We’ve written about the dangers of the consumerization of IT before (actually, again and again), but such progress has marched on, despite our earnest protestations, linked arm-in-arm with that golden child, cloud computing. At least, until last week, at which point both ate some serious crow in the form of an outage and raised awareness of privacy breaches.
Highest profile, of course, was Amazon’s EC2 outage that took out sites like Reddit, FourSquare and, according to one forum poster, cardiac monitoring tools. Lives, then, might literally have been at stake.
In another cloud/consumer blow, Dropbox updated its terms of service, making explicit its willingness to turn your data, hosted on their servers, over to the authorities. Not surprising, but another chip of control taken away from the data owner.
And finally, it was made public that the iPhone is tracking your every move, leading to spooky maps that, in some cases, go back years and which could potentially be used against their owners in legal matters.
I wish I felt gleefully vindicated, but the truth is that these are minor setbacks in a much larger trend, and it’s time to take a careful reassessment of what the new normal is in a world where data policies and even uptime are largely dictated by consumer companies such as Amazon, Apple and even small web startups that might be here one day, gone the next.
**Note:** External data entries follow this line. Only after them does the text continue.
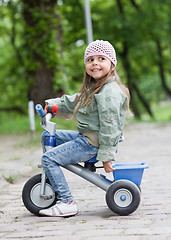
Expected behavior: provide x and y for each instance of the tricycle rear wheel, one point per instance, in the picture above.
(123, 197)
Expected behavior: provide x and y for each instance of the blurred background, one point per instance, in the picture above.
(42, 44)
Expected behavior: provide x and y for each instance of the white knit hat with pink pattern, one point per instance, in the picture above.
(102, 48)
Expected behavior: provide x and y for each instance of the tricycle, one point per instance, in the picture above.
(123, 193)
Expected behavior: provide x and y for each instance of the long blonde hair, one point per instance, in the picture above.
(90, 87)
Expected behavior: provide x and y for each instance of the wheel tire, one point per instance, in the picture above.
(123, 197)
(31, 195)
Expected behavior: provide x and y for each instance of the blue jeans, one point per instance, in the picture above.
(71, 148)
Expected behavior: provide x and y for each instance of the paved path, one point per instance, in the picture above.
(152, 220)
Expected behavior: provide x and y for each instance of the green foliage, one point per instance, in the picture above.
(51, 35)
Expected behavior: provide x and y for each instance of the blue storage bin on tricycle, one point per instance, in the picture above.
(129, 171)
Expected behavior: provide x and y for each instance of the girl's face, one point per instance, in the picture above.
(98, 66)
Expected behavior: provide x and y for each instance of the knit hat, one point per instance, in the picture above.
(100, 47)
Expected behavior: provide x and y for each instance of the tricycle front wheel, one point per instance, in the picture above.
(32, 199)
(123, 197)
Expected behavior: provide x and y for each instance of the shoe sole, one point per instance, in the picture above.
(62, 215)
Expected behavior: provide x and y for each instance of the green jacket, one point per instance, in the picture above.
(105, 116)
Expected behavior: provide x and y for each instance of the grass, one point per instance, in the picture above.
(162, 113)
(17, 124)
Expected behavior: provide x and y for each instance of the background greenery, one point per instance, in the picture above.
(42, 45)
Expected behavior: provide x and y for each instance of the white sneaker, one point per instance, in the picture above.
(61, 209)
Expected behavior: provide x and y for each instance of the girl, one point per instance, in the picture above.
(100, 108)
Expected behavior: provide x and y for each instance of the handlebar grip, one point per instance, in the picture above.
(40, 110)
(52, 109)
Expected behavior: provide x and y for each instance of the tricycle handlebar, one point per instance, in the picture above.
(40, 110)
(45, 119)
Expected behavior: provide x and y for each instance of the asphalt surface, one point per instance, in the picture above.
(149, 143)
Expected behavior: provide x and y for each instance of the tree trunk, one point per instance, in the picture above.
(131, 85)
(41, 87)
(161, 69)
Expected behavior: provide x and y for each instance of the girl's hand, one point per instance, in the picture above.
(108, 167)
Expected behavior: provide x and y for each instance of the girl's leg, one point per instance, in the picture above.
(70, 152)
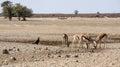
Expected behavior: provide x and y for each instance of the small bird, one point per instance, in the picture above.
(37, 41)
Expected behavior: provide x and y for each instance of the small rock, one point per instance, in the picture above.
(10, 49)
(18, 49)
(34, 47)
(46, 48)
(5, 62)
(5, 51)
(67, 56)
(77, 61)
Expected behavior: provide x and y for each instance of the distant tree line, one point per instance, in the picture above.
(9, 10)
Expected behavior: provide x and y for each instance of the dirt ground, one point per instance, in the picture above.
(23, 54)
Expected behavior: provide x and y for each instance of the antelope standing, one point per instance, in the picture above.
(77, 39)
(83, 38)
(88, 40)
(101, 37)
(65, 39)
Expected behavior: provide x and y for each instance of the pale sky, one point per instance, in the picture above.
(68, 6)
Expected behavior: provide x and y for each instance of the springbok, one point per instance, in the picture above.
(83, 38)
(88, 40)
(101, 37)
(65, 39)
(77, 39)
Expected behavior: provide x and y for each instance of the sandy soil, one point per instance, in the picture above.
(29, 55)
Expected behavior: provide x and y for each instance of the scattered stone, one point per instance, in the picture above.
(10, 49)
(46, 48)
(49, 53)
(5, 51)
(18, 49)
(67, 56)
(34, 47)
(36, 59)
(32, 57)
(59, 55)
(42, 60)
(76, 56)
(5, 62)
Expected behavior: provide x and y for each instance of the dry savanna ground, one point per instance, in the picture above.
(17, 37)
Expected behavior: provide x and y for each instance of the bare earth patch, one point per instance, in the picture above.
(22, 53)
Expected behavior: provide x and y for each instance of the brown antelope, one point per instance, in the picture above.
(77, 39)
(83, 38)
(88, 40)
(101, 37)
(65, 39)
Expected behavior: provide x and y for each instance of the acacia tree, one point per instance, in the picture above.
(7, 9)
(22, 11)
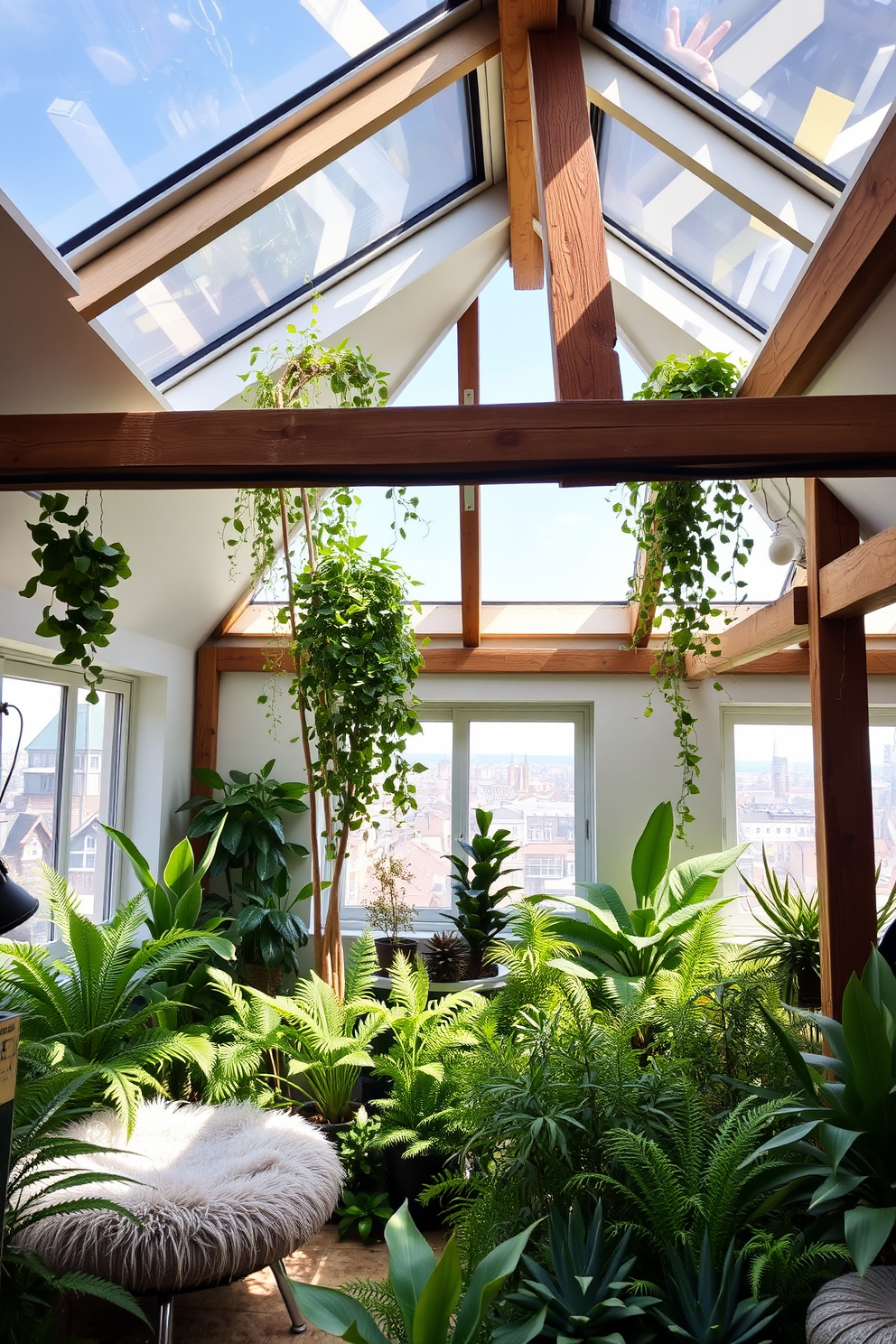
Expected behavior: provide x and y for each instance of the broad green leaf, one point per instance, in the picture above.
(411, 1262)
(868, 1230)
(438, 1299)
(867, 1041)
(485, 1283)
(336, 1313)
(650, 858)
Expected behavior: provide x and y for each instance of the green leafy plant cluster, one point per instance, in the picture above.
(79, 569)
(691, 542)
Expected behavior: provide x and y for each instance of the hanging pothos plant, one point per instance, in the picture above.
(79, 569)
(691, 540)
(350, 641)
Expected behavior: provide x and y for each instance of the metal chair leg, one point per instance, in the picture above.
(165, 1332)
(298, 1325)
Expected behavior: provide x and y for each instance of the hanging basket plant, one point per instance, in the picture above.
(691, 543)
(79, 569)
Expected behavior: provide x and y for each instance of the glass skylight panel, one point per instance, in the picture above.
(817, 74)
(104, 102)
(703, 234)
(542, 543)
(360, 201)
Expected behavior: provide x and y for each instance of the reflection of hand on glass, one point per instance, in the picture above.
(694, 54)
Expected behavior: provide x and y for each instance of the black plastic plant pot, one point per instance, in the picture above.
(405, 1181)
(387, 947)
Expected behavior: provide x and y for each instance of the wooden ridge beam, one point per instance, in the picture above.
(767, 630)
(573, 443)
(863, 580)
(518, 19)
(583, 324)
(848, 269)
(300, 154)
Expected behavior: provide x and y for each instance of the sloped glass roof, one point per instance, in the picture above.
(117, 98)
(817, 76)
(369, 195)
(708, 238)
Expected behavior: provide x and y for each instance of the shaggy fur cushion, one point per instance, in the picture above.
(225, 1191)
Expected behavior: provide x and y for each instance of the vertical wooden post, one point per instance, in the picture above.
(468, 394)
(582, 319)
(844, 809)
(206, 702)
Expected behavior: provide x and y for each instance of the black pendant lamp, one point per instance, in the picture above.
(16, 905)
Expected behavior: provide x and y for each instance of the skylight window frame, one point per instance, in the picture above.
(477, 110)
(242, 144)
(697, 93)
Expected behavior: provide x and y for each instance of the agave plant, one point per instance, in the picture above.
(427, 1292)
(587, 1294)
(425, 1035)
(27, 1286)
(94, 1003)
(705, 1305)
(630, 947)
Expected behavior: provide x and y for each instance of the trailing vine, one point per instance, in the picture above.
(691, 542)
(79, 569)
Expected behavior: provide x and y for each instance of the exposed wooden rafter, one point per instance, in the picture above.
(767, 630)
(848, 269)
(259, 181)
(468, 394)
(573, 443)
(583, 324)
(518, 19)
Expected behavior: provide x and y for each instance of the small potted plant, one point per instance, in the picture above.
(390, 913)
(477, 891)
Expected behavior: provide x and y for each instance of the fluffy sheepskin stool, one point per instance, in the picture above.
(223, 1192)
(854, 1311)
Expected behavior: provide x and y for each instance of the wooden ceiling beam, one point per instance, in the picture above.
(573, 443)
(300, 154)
(518, 19)
(848, 269)
(862, 580)
(767, 630)
(583, 324)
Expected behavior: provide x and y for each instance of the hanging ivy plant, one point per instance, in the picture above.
(79, 569)
(691, 539)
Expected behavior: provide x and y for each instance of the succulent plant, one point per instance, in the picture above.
(446, 957)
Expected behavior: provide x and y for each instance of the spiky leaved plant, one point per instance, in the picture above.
(446, 958)
(587, 1294)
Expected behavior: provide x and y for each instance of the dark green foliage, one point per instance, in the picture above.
(705, 1305)
(79, 569)
(476, 887)
(691, 534)
(446, 957)
(844, 1142)
(248, 816)
(366, 1212)
(587, 1292)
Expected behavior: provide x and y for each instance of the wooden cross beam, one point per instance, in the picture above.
(573, 443)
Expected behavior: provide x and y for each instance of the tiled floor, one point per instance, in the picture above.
(250, 1312)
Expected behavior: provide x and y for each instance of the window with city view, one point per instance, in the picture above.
(774, 801)
(521, 770)
(63, 788)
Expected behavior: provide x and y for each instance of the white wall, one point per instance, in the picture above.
(634, 758)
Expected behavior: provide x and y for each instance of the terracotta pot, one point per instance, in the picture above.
(264, 977)
(386, 949)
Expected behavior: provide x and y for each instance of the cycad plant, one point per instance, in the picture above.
(28, 1291)
(426, 1035)
(96, 1003)
(477, 891)
(631, 945)
(586, 1294)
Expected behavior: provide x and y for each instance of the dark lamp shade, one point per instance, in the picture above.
(15, 903)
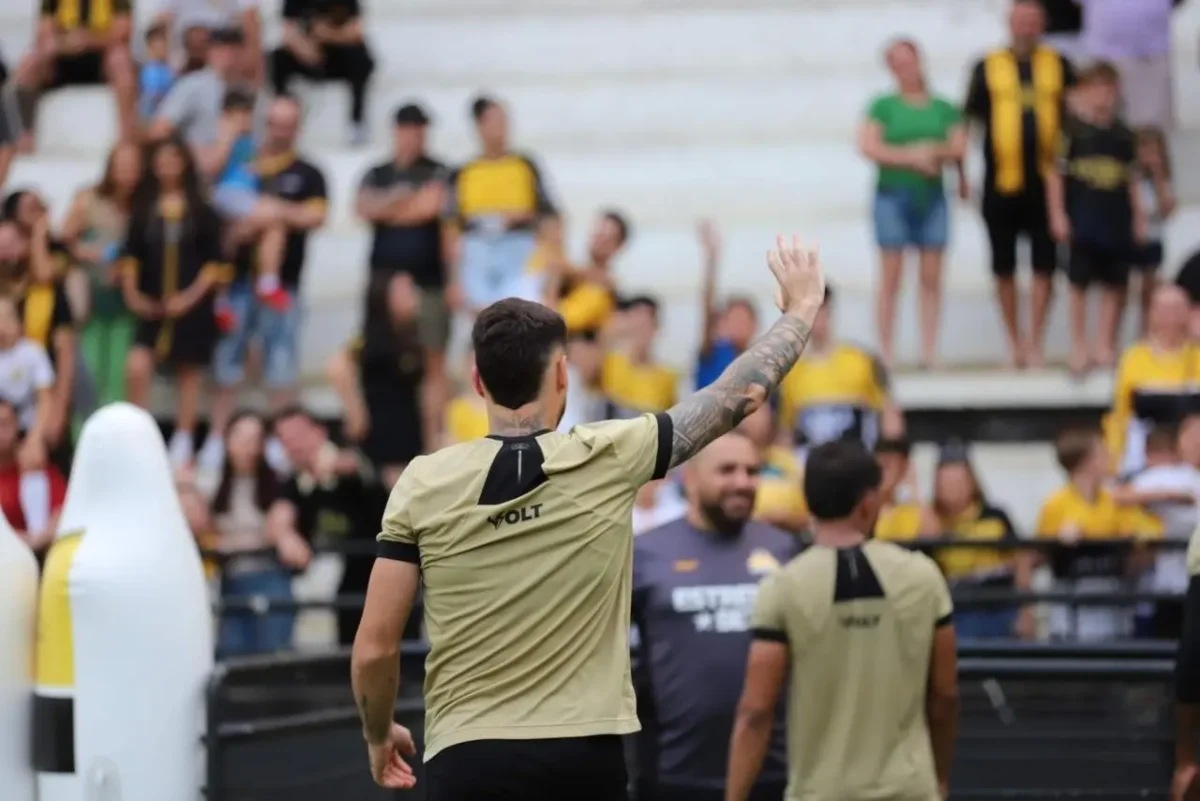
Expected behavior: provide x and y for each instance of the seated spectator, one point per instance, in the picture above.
(402, 199)
(1155, 186)
(1095, 205)
(325, 41)
(21, 489)
(630, 378)
(496, 204)
(27, 386)
(94, 234)
(1081, 516)
(378, 377)
(964, 513)
(245, 491)
(333, 498)
(912, 136)
(299, 200)
(1137, 38)
(780, 498)
(835, 390)
(903, 518)
(172, 270)
(1156, 379)
(79, 42)
(192, 109)
(725, 331)
(1169, 489)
- Downtime doesn’t always equal disaster. There’s a great scene in the Social Network where Jesse Eisenberg channeling Mark Zuckerberg yells that Facebook can never go down. In reality, Facebook does occasionally (but very rarely) go down, as does most every service. I’ve even used some web services that keep something sadly close to regular business hours, with planned downtime for most of the evening every single night. The reality is that for most web services, the golden 5 Nines of uptime is simply not worth the extra cost.
- The benefits are real. Consumerized IT, whether it’s smarter smart phones, more productive communication, more collaborative work, or any other of a thousand changes, has brought real benefits that decades of top-down budget-driven initiatives have failed to deliver.